Figure 14 shows a boxplot of the MAPE for all of the models based on the ISO-NE and GEFCom2012 datasets. One can see that the proposed model not only achieves the lowest MAPE value among all of the models for the two datasets, but it also achieved the smallest variation range in its MAPE value. This indicates that the novel model proposed in this study has excellent generalization and reliable prediction accuracy.
  3.3.4. Comparison with State-of-the-Art Models
It is necessary to compare the proposed model with other state-of-the-art hybrid models, all of which are TCN-based or data decomposition models published in recent years. 

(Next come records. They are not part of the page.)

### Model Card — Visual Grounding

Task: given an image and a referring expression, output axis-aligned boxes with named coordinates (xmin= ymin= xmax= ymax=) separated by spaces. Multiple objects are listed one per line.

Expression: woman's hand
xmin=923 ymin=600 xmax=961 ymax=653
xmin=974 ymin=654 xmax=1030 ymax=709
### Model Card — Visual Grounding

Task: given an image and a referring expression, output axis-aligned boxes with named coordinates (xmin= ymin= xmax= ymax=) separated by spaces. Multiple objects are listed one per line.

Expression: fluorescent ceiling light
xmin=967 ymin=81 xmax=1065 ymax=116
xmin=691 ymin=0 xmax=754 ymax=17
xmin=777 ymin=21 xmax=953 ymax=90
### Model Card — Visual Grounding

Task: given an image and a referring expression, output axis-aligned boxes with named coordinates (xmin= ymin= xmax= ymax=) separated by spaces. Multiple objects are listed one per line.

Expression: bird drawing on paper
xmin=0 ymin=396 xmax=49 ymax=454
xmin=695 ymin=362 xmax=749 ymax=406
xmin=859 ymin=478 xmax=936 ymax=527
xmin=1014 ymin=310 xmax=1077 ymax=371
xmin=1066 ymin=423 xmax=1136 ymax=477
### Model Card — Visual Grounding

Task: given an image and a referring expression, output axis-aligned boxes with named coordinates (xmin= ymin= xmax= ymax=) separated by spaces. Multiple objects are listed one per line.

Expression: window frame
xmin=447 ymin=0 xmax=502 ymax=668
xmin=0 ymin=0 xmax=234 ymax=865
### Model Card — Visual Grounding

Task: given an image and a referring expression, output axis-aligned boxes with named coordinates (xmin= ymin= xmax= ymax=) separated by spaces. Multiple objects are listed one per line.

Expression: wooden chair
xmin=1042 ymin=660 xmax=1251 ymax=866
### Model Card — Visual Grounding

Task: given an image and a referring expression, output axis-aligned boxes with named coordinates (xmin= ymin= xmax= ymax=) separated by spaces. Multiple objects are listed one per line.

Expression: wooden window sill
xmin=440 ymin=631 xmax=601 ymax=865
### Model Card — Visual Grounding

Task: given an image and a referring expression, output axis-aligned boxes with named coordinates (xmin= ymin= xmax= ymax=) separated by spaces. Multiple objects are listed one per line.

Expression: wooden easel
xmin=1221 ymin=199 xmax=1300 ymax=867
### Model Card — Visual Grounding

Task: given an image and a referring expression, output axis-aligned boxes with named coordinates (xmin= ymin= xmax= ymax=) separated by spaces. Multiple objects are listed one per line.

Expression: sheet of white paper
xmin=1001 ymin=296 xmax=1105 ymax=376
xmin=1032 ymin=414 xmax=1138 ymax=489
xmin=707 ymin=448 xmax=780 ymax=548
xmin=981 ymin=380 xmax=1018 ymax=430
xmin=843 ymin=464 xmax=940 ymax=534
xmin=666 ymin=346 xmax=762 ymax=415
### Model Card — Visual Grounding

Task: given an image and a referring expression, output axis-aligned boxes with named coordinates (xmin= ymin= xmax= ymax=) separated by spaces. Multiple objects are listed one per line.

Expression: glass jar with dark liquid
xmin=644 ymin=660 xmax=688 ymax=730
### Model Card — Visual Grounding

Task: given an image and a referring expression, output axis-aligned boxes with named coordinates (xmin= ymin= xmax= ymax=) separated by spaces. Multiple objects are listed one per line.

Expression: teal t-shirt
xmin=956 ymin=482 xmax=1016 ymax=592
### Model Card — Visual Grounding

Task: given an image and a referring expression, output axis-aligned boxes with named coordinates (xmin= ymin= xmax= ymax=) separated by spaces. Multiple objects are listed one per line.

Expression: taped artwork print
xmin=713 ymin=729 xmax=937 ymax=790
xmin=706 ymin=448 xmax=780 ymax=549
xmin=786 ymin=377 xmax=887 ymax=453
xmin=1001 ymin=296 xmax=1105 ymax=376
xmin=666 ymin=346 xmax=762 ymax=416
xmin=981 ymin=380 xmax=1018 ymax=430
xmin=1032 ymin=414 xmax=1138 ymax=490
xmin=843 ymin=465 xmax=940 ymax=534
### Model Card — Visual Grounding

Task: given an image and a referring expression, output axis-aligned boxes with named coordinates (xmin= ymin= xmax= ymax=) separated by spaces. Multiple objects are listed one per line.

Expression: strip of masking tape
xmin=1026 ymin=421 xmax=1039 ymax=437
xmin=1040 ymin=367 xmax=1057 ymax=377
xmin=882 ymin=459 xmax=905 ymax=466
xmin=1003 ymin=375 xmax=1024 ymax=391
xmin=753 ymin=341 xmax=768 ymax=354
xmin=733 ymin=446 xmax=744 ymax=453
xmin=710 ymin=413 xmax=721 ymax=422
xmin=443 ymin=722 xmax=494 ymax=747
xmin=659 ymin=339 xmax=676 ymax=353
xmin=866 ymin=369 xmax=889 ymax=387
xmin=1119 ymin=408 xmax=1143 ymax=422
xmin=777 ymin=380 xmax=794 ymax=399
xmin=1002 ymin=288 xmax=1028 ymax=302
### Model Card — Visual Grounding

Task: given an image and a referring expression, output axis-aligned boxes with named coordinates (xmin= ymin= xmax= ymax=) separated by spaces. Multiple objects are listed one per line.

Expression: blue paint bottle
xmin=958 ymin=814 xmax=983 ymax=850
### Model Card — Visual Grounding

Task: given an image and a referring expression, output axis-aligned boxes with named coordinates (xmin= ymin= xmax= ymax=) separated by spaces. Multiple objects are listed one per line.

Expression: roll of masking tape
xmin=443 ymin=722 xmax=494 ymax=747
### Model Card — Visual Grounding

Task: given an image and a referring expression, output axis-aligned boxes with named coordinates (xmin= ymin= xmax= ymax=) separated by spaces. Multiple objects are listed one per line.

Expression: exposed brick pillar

Table 8 lists the comparative results of the proposed model and other baseline models. It is obvious that the proposed model significantly outperforms state-of-the-art models in terms of the MAPE. Even if the same datasets are used in [
14,
54] for one-hour-ahead forecasting, the MAPE values of the proposed model are significantly reduced by 37% and 36%, respectively. It should be emphasized that [
14] used an EMD decomposition method, and achieved high prediction accuracy. However, compared with the results of [
14], the proposed model in this research reduces the MAPE by 37% and the RMSE by 39%. This also demonstrates that VMD decomposition outperforms EMD decomposition in terms of data smoothing and linearization. Furthermore, the hybrid models with data decomposition all achieved high accuracies in load forecasting, which proves that the smoothing and stabilizing of load data is a very important process for load forecasting. It should be noted that the RMSE values of some comparative models are lower than that of the proposed model due to their simpler structures and fewer hyperparameters. Overall, the proposed model can extract in-depth spatiotemporal features, and then globally enhance key features to achieve reliable load forecasting with greater accuracy.